This blog forms part of a body of research that aims to generate new artistic and academic works, through a process of reflection of past performance work, but also ‘doing’ or selective re-enactment in the present.
This work began over 10 years ago in 2008. Profoundly inspired by both Kathy Acker’s own bodybuilding practice and her question “Is the relationship between destruction and growth also a formula for Art?” (1993, p.23). My artistic practice engaged with bodybuilding specifically as a daily performance strategy but also as an activity, that denotes my body ‘working material’. I have had two main periods of exploration, the initial period of competitive bodybuilding between 2008-2012 and more recent active reflective from 2019 to present.
As part of this current reflection I aim to shift bodybuilding from an artistic practice to a research methodology incorporating a written process (first response and generative writing) in tandem with the physical and consequential changes within the body. These combined re-workings intend to reframe the body’s potential as a way into a sentient archive of ephemeral, Live Art and performance artwork.
We are crossing a new threshold of politicisation of our bodies as we enter the second month of lockdown in the UK. Since my research took place in a gym, my original plan has halted, and I am adapting my work to find a way to continue. This blog becomes part of the doing and undoing of the work, it will chart progress and disruption as we move through social distancing measures.

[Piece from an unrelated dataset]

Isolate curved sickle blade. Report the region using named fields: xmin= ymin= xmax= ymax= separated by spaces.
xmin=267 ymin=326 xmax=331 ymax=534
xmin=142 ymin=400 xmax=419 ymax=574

Here I will house the raw material. I will add moving image and various depictions of training – these will act as my ‘first response’ images, notes or sketches. My aim is for it to be easily accessible and link to other platforms.
Francesca Steele, April 2020.
Acker, K. (1993) Against Ordinary Language: The Language of the Body. In Arthur and Marilouise Kroker (eds), The Last Sex: Feminism and Outlaw Bodies. New York: Macmillan. pp.23-27.